Na minha profissão tenho de lidar com muitos intrujões. Habituei-me, as desculpas esfarrapadas, as reviravoltas, os azares e as cabalas todas que um Universo inimigo levanta contra eles já dificilmente me chocam e com um pouco de sorte, ainda me divertem. Em muitos casos, na maioria talvez, é bastante notório de que lado está a razão e o outro diz aquilo que tem de dizer para minimizar os danos da situação mas existe quase uma admissibilidade tácita mútua que aquilo não corresponde à verdade. Nesses casos, dou por mim a ser quase permissiva e mantenho a cordialidade, a flexibilidade, o espírito de cooperação e diálogo que  são os alicerces fundamentais da advocacia moderna. Mas reparo - reparei hoje - que o meu maior handicap profissional continua a ser lidar com quem flagrantemente me tenta passar um atestado de estupidez. Não sei dar ao outro corda suficiente para montar a sua forca, tenho de ser eu a atirar logo a matar.

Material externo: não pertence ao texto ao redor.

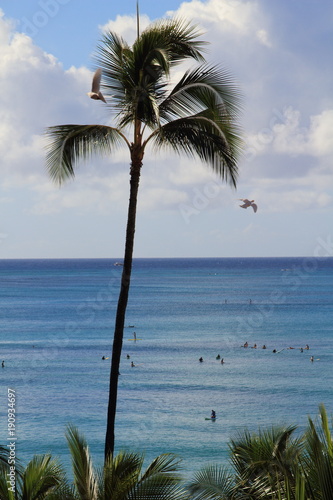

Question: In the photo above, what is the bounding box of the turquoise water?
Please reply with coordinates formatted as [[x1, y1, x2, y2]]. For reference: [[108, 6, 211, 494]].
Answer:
[[0, 258, 333, 475]]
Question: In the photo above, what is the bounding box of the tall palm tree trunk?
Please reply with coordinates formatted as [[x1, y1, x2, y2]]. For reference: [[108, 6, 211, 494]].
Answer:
[[105, 157, 142, 459]]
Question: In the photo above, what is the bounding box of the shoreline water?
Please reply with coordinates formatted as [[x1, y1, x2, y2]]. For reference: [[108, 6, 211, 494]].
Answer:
[[0, 258, 333, 473]]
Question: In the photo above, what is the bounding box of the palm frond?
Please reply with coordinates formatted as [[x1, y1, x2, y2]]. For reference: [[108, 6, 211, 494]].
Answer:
[[46, 125, 129, 184], [188, 465, 234, 500], [101, 451, 143, 500], [140, 18, 208, 65], [160, 65, 242, 121], [66, 425, 98, 500], [17, 455, 65, 500], [148, 113, 242, 186]]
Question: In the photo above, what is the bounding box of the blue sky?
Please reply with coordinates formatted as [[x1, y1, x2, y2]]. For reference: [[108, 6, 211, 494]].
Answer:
[[0, 0, 333, 258]]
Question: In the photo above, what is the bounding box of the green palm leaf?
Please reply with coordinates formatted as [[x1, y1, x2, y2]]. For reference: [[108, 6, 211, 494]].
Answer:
[[188, 465, 235, 500], [46, 125, 129, 184], [17, 455, 65, 500], [66, 426, 98, 500]]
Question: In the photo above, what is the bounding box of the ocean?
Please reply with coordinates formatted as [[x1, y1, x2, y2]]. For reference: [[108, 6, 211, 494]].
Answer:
[[0, 257, 333, 477]]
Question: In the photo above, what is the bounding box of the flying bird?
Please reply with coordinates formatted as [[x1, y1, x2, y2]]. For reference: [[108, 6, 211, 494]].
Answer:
[[87, 68, 106, 102], [239, 198, 258, 212]]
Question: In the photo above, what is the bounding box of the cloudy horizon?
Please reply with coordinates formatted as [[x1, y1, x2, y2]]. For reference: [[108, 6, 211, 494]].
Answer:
[[0, 0, 333, 259]]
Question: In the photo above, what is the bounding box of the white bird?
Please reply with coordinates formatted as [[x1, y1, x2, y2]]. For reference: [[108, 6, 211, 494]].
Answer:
[[238, 198, 258, 212], [87, 68, 106, 102]]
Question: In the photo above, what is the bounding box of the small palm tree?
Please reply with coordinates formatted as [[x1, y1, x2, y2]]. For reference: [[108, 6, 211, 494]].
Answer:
[[64, 426, 187, 500], [0, 455, 65, 500], [230, 426, 302, 498], [47, 16, 242, 457], [187, 465, 235, 500]]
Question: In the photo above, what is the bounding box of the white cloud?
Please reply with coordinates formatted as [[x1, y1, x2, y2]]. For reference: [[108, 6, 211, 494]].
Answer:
[[0, 0, 333, 230]]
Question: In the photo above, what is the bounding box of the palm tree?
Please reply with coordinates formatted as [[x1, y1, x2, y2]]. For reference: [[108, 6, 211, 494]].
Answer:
[[63, 426, 187, 500], [47, 16, 242, 457], [230, 426, 302, 498]]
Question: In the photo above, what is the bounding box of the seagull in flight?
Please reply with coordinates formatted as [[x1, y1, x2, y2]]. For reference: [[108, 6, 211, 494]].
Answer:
[[239, 198, 258, 212], [87, 68, 106, 103]]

quinta-feira, 19 de janeiro de 2012

Verdade aquilo que dizem sobre as aparências (ou vai-se a ver e não percebo nada de literatura)

Tenho o hábito de espreitar sempre que vejo alguém a ler ao pé de mim no metro. Hoje, um homem ligeiramente mais velho do que eu lia qualquer coisa numa edição aparentemente manhosa de bolso. Fiz o meu olhar de esguelha do costume e vislumbrei a seguinte frase "ela abraçou-me com ternura e arrebatamento e..." não me lembro do fim da frase mas era algo que eu achei altamente piroso e digno de um livrinho da colecção Arlequim. Depois ele fecha o livro enquanto se prepara para sair, umas estações mais à frente,  eu vejo o título e senti-me a corar de embaraço. Era "Os cadernos do subterrâneo".

segunda-feira, 16 de janeiro de 2012

Como uma virgem, tocada pela primeira vez

É uma óptima cena mas não é a verdade. Por detrás da superficialidade típica de um mega hit pop dos 80's - com o selo de obrigatoriedade em toda a festa em que se verifique a existência de uma máquina de karaoke - reside um substracto muito sincero e bonito. Não há sensação igual aquela que é provocada por um homem que simultaneamente nos faz sentir muito mulher e muito menina.

A blogosfera é tipo a Casa dos Segredos, só que sem a Teresa Guilherme e sexo.

Há dois comportamentos que abomino na vida: o vira-casaquismo e a prostituição de personalidade. Contudo, entendo que certas pessoas o façam por quererem ganhar privilégios no emprego ou ter um círculo de amizades mais largo; consigo compreender quem o faça uma vez perante uma razão de força maior mas também aqueles que fazem disso um modo de vida por serem inaptos em comunicar sem ser através desses meios. O que me escapa à lógica é quem o faz para ter mais visitas nos blogues e ganhar concursos que parecem as eleições para a associação de estudantes de liceu. Acredito que ter um número bem redondo no sitemeter deve ser bastante lisonjeador para o ego - não caio na esparrela da hipocrisia, um blogue é para ser lido - mas no meu snobismo prefiro isto. Não chegar a multidões mas ter a certeza que a maioria das pessoas que aqui vem parar e fica, não olha para o que escrevo como um burro para o palácio e depois deixa um comentário inspirado a dizer "LOL, agora estiveste muita bem....!".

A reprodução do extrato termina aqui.